Heart failure and cirrhosis are also a common cause of distension. In both of these disorders, fluid accumulates in the abdomen and creates a sensation of fullness. Abdominal distension can also be a symptom of ovarian cancer. Women are more prone to bloating and often identify these symptoms during menstruation. Some individuals who develop distension may have either poor motility of their intestines or may be hypersensitive to gut sensations. Certain medications, such as antidepressants and anti-spasmodics, can contribute to reduced gut motility. Studies have shown that swallowing air during eating or delayed emptying of the stomach from hyperacidity leads to bloating after a meal. Individuals who are constipated also complain of bloating.
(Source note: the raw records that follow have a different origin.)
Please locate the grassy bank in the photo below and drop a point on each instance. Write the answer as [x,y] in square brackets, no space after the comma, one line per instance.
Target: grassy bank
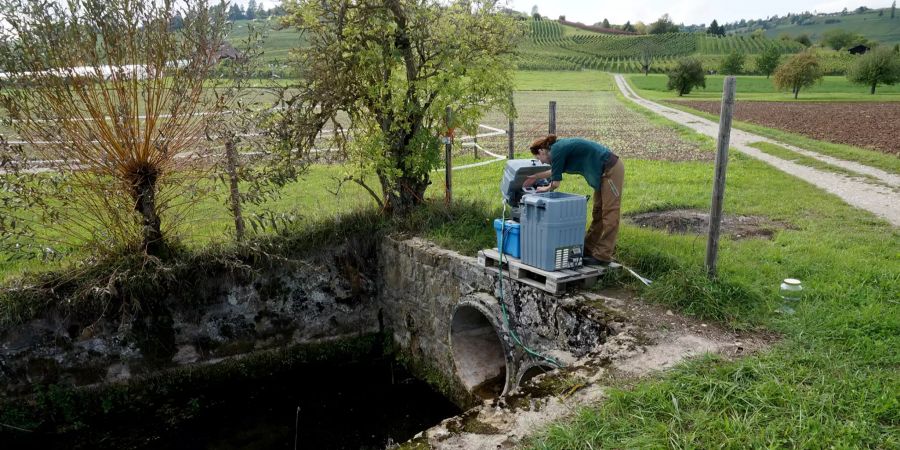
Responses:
[832,382]
[872,158]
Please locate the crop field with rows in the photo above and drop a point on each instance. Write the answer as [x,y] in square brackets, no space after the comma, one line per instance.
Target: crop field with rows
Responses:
[552,46]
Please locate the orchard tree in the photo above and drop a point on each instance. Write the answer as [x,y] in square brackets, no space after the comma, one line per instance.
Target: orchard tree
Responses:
[687,75]
[879,66]
[116,91]
[733,64]
[800,71]
[768,60]
[393,67]
[663,25]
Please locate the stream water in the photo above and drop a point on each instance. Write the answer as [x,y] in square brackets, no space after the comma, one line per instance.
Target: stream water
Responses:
[358,405]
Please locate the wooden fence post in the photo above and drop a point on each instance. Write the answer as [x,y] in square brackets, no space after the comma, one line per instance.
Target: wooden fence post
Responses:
[552,117]
[511,134]
[511,131]
[718,196]
[448,160]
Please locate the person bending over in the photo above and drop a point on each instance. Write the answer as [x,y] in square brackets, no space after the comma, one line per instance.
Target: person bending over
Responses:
[603,171]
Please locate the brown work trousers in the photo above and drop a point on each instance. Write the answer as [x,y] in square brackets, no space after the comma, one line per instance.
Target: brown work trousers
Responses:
[600,240]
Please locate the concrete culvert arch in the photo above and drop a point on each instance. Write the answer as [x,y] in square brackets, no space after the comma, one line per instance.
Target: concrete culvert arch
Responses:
[481,355]
[531,370]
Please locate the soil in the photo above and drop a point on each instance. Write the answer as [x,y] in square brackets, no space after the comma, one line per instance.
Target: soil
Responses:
[648,338]
[689,221]
[871,125]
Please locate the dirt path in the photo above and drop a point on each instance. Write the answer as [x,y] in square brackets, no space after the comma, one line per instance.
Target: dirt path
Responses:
[881,200]
[648,339]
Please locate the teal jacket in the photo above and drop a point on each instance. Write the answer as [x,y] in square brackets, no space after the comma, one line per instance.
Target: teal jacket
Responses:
[581,156]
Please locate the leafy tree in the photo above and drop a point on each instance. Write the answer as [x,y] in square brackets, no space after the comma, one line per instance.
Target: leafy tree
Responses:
[715,29]
[686,75]
[879,66]
[837,39]
[800,71]
[393,66]
[235,12]
[663,25]
[640,27]
[733,64]
[768,60]
[804,39]
[120,90]
[250,14]
[177,21]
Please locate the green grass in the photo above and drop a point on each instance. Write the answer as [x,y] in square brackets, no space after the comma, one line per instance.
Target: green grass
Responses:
[788,155]
[588,80]
[832,382]
[869,24]
[832,88]
[872,158]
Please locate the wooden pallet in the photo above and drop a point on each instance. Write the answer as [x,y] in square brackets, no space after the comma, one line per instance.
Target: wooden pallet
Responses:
[555,282]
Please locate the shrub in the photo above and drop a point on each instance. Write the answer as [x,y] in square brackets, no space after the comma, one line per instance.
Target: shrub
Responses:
[733,64]
[802,70]
[686,75]
[767,62]
[879,66]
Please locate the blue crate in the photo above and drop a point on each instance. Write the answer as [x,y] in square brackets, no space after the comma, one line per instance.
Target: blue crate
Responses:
[511,240]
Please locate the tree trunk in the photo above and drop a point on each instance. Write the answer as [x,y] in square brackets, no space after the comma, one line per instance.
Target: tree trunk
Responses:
[407,194]
[144,194]
[231,162]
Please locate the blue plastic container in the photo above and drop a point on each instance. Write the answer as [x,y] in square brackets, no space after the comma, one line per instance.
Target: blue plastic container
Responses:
[511,239]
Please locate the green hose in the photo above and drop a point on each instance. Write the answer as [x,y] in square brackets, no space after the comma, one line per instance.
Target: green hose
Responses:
[512,333]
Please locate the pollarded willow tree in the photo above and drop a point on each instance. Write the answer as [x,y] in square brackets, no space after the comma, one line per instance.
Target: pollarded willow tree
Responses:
[113,94]
[393,66]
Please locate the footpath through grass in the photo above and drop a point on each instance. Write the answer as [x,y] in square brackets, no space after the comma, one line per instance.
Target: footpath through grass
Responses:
[752,87]
[832,382]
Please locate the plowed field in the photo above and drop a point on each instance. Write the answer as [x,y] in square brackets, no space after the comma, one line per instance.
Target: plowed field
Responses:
[863,124]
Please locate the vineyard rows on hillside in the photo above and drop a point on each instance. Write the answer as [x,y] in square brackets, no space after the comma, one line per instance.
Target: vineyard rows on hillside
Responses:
[549,47]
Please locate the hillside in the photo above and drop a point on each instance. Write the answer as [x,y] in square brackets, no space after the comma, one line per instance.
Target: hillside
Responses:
[549,45]
[552,46]
[882,29]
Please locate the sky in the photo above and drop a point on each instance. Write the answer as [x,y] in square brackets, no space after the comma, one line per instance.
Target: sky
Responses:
[688,12]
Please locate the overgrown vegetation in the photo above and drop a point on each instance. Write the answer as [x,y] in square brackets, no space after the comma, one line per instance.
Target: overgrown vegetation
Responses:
[110,93]
[800,71]
[879,66]
[687,75]
[394,68]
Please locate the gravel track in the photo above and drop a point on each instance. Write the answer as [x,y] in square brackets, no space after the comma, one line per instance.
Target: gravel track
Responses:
[881,200]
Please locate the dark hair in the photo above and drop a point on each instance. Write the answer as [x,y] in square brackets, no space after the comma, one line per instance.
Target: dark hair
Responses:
[544,142]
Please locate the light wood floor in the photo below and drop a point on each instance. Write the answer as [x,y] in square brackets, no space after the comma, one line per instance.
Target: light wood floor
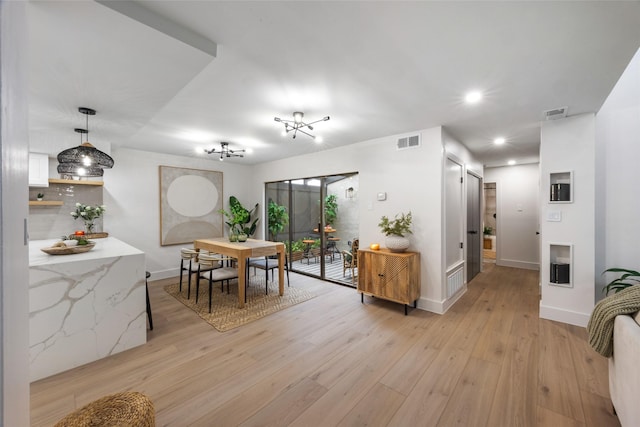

In some individuals who are hypersensitive, any volume of air may be perceived as fullness and there may not be actual abdominal distension.

Abdominal distension (or "distended abdomen") can be a sign of many other conditions, including:
- Ascites
- Capillaria philippinensis
- Celiac disease
- Coccidiosis
- Cystic fibrosis
- Diverticulitis
- Eosinophilic gastroenteritis
- Fasciolosis
- Gastroparesis
- Giardiasis
- Hookworm disease
- Inflammatory bowel disease (Crohn's disease and ulcerative colitis)
- Kidney stones
- Kwashiorkor
- Lactose intolerance
- Obstructed bowel
- Ovarian cancer
- Polycystic liver disease
- Pregnancy
- Premenstrual syndrome
- Pseudomonas aeruginosa infection
- Small bowel bacterial overgrowth syndrome
- Strongyloidiasis
- Tropical sprue
- Weight gain
- Whipple's disease
- Anterior pelvic tilt (lower cross syndrome)

Persistent or recurrent bloating may be caused by intestinal parasites, infections, or other medical conditions.

==Diagnosis==
The first step in diagnosis is to determine the etiology of abdominal distension. After making a differential diagnosis of abdominal distension, it is important to take a careful medical history.

Here are the most common causes of abdominal distension classified as an underlying cause and as a secondary disease.

As an underlying disease cause:
- Constipation
- Lactose intolerance and other food intolerances
- Overeating (due to overproduction of gases in the digestion process)

As a secondary disease cause:
- Celiac disease
- GERD (gastroesophageal reflux disease)
- Peptic ulcer disease
- Accumulation of fluid in the peritoneal cavity (e.g., ascites)

==Treatment==
Bloating is not life-threatening. In most cases, bloating can be handled with simple home remedies and changes in lifestyle.

===Foods===
Certain foods have been known to worsen bloating. Poorly digested components of many foods are excreted into the large intestine where they are degraded by bacteria, producing excess gas. Depending on the undigested component, this may affect the odor and the volume of gas created.

Excess dietary fiber intake is a known cause of belching, gas and bloating. Many vegetables are known to cause bloating due to high levels of fiber and undigestible sugars such as raffinose (e.g., beans, cabbage, broccoli).

There are many individuals who are unable to tolerate dairy products because of lactose intolerance. Such foods should be eliminated from the diet if symptoms develop.

===Medications===
For some people, recurrent distension symptoms worsen their quality of life and thus many resort to health supplements or medications. Dietary supplements containing various enzymes, for example Beano, are formulated to help break down complex carbohydrates and vegetables in order to reduce substances in the gut that cause bacterial overgrowth and subsequent bloating. Though these enzymes can help reduce gas and belching, they may not always reduce bloating.

Other over-the-counter formulas recommended for bloating include simethicone and activated charcoal. Probiotics are also used to treat bloating based on the theory that improved gut flora will improve digestion and lessen gas generation.